My favorite drink-sodden ex-Trotskyist
A few of my fellow local bloggers (here and here) have been cheering for George Galloway, the British official who rebuked a Senate panel investigating the UN oil-for-food scandal. Here's another take from Christopher Hitchens, who Galloway called a "drink-sodden ex-Trotskyist."
TO THIS DAY, George Galloway defiantly insists, as he did before the senators, that he has "never seen a barrel of oil, owned one, bought one, sold one, and neither has anybody on my behalf." As a Clintonian defense this has its admirable points: I myself have never seen a kilowatt, but I know that a barrel is also a unit and not an entity. For the rest, his defense would be more impressive if it answered any charge that has actually been made. Galloway is not supposed by anyone to have been an oil trader. He is asked, simply, to say what he knows about his chief fundraiser, nominee, and crony. And when asked this, he flatly declines to answer. We are therefore invited by him to assume that, having earlier acquired a justified reputation for loose bookkeeping in respect of "charities," he switched sides in Iraq, attached himself to a regime known for giving and receiving bribes, appointed a notorious middleman as his envoy, kept company with the corrupt inner circle of the Baath party, helped organize a vigorous campaign to retain that party in power, and was not a penny piece the better off for it. I think I believe this as readily as any other reasonable and objective person would. If you wish to pursue the matter with Galloway himself, you will have to find the unlisted number for his villa in Portugal.
Even if the matter of subornation and bribery had never arisen, there would remain the crucial question of Iraq itself. It was said during the time of sanctions on that long-suffering country that the embargo was killing, or had killed, as many as a million people, many of them infants. Give credit to the accusers here. Some of the gravamen of the charge must be true. Add the parasitic regime to the sanctions, over 12 years, and it is clear that the suffering of average Iraqis must have been inordinate.
There are only two ways this suffering could have been relieved. Either the sanctions could have been lifted, as Galloway and others demanded, or the regime could have been removed. The first policy, if followed without conditions, would have untied the hands of Saddam. The second policy would have had the dual effect of ending sanctions and terminating a hideous and lawless one-man rule. But when the second policy was proposed, the streets filled with people who absolutely opposed it. Saying farewell to the regime was, evidently, too high a price to pay for relief from sanctions.
Hitchens remains the most intellectually rigorous defender of going to war in Iraq, WMDs or no WMDs. He still hasn't convinced me, but the moral weight of his arguments is not easily dismissed.
1 Comments:
I also would recommend to you the very fine essay by John Burns, Baghdad Bureau Chief of the N.Y. Times and longtime war correspondent.

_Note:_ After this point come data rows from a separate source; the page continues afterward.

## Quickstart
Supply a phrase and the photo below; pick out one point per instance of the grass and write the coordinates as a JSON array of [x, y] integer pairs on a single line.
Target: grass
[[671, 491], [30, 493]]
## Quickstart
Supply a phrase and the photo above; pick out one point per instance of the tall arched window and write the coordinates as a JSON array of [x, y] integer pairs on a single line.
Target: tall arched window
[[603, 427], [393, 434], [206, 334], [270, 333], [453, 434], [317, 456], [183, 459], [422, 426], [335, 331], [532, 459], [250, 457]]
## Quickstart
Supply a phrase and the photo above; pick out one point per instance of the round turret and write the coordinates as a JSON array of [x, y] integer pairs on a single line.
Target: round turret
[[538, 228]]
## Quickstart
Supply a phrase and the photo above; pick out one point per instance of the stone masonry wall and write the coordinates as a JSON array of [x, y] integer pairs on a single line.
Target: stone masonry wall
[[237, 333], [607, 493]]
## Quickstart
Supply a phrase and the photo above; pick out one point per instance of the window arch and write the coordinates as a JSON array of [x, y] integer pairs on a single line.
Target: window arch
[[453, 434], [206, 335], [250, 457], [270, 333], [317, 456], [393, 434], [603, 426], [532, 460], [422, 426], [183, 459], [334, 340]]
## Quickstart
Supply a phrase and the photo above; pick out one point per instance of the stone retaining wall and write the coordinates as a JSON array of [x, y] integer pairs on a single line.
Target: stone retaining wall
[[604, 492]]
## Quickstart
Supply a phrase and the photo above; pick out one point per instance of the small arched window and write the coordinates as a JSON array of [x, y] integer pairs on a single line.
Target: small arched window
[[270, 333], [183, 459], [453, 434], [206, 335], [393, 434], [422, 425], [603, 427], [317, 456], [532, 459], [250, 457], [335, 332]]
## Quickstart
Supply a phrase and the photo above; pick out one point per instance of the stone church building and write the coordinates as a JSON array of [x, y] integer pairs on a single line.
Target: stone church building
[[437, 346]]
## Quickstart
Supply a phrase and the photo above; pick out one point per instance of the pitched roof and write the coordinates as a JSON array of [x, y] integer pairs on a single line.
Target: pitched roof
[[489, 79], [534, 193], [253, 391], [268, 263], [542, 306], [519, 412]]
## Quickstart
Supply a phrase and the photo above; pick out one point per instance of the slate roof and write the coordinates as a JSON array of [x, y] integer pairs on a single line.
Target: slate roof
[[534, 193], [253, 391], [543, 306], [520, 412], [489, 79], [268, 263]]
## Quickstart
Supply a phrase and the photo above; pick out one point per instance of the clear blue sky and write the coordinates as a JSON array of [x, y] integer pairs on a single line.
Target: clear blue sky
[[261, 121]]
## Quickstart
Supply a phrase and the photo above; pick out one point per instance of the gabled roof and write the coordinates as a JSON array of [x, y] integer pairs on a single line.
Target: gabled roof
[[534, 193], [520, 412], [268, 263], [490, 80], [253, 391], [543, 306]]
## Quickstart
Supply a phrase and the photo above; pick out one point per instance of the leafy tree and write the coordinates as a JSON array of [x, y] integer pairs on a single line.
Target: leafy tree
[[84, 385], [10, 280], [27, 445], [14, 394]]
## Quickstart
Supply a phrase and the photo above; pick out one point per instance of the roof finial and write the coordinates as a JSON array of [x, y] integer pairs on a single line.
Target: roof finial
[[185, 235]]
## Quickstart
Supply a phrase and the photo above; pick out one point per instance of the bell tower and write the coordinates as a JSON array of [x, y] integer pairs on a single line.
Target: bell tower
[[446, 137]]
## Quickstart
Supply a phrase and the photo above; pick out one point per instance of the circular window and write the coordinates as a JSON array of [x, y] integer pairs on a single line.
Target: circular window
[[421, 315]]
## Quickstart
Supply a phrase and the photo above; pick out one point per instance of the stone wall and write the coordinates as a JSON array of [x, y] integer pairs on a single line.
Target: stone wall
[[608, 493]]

www.editorandpublisher.com/eandp/news/article_display.jsp?vnu_content_id=1979014
Nut graf (as you would say):
"Terror, totalitarian states, and their ways are nothing new to me, but I felt from the start that this was in a category by itself, with the possible exception in the present world of North Korea. I felt that that was the central truth that has to be told about this place. It was also the essential truth that was untold by the vast majority of correspondents here. Why? Because they judged that the only way they could keep themselves in play here was to pretend that it was okay."
Galloway is a greedy, venal, lying poppinjay, but he's a politician. It's doubly damning to see members of the Fourth Estate vacate their roles as watchdogs for the downtrodden (in this case, the Iraqi Shiites, Kurds, Christians, communisists and dissidents) because it's not PC or pragmatic enough.
Why champion the families off the death camps when you can instead curry favor with the despots?